Summer weekends might not offer as many birds as other times of year, but they certainly offer the best conditions for enjoying whatever might be found. Nothing beats cracking open a cold one on a hot day and watching waves of fledgling yard birds suck our feeders dry.
Sara and I were thrilled to find that an Eastern Screech-Owl visited us late at night. That eerie whinny drew us out of bed, but we were more focused on not freaking out the neighbors than we were on laying eyes on the bird. That’s why you get an Audubon print rather than a real photo! Corey’s Best Bird of the Weekend was easy to decide: his lifer Black-billed Magpie just outside of Denver. His second magpie was cool too, as was his third, fourth, fifth and sixth. By his fifteenth or so he was pretty ok with not seeing any for a bit…
How about you? What was your best bird of the weekend? Tell us in the comments section about the rarest, loveliest, or most fascinating bird you observed. If you’ve blogged about your weekend experience, you should include a link in your comment.

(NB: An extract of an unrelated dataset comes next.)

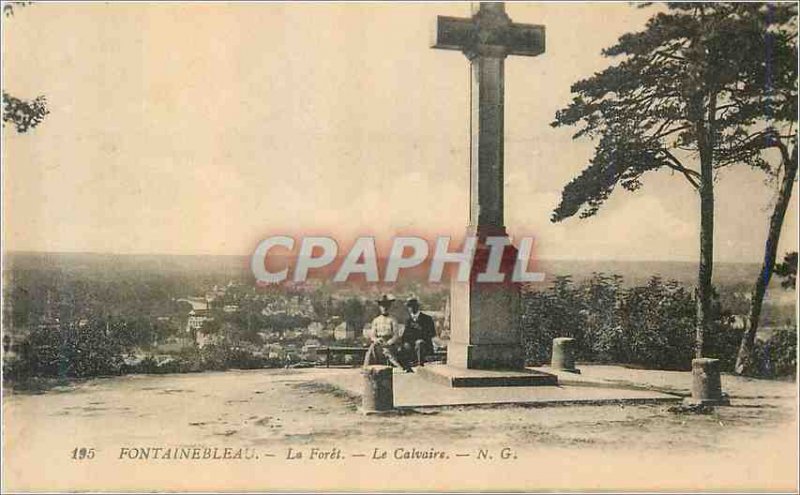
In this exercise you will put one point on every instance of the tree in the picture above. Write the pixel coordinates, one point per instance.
(700, 88)
(22, 114)
(787, 270)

White-crowned Parrots flying over the house each morning in Santa Barbara de Heredia, Costa Rica.
Dozens of Rhinoceros Auklets out on the bay. I live on the Olympic Peninsula near Protection Island, one of the largest nesting colonies in the world. Recently hundreds have washed ashore, far more than is normal. Scientists are trying to figure out what’s going on!
While it was very exciting to see a Pacific-slope Flycatcher here in La Paz, but the nod for BBotW will have to go to my new lifer, a Varied Bunting that I found down near something of an oasis here in the desert.

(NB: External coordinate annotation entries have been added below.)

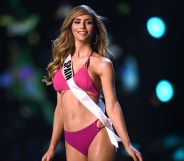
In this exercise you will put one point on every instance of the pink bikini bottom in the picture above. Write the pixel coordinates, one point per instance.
(82, 139)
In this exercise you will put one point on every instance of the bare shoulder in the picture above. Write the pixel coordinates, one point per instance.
(101, 64)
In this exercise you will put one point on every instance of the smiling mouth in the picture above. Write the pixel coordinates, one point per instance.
(82, 32)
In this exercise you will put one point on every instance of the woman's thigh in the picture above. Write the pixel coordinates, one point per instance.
(101, 149)
(73, 155)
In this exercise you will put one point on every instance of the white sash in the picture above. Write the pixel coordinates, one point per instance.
(97, 110)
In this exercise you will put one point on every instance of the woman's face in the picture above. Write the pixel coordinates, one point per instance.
(82, 28)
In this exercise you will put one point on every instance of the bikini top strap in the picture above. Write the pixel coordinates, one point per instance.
(88, 60)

Wendy, you commented that they were washing ashore, do you mean that there is something causeing a high mortality rate? I would love to follow along with what ever you find out?
Tom
Hi Tom, this newspaper article is pretty current:
http://archive.peninsuladailynews.com/article/20160727/NEWS/307279979/scientists-look-for-answers-as-hundreds-of-dead-birds-wash-ashore
The group out of UW, COASST, has a website, but it’s not easy to navigate. I sent them some of my photos of a rhino auklet shaking its head and bobbing in the incoming tide, and COASST hopes to see videos of this behavior. The COASST director, Julia Parrish, wrote me, “we are trying to figure out whether these moribund birds are simply in the final stages of starvation, or whether they are suffering neurotoxin effects potentially transmitted via forage fish food up the food chain from toxic algae (that is, from the same phytoplankton that create harmful algal blooms).”
Thanks for that Link Wendy, I find it very interesting that is seems to only be the Rhino Aukelts that are being effected/discussed.Did you observe any other species? I would be surprised to see that this is found to be a starvation issue, considering the amount of food that is in that is in that area. Some of my friends up there have been talking about the unprecedented number of cetaceans that are remaining in the straight. Even seeing Humpbacks all the way down to Point No Point.
Again, thanks for following up for me!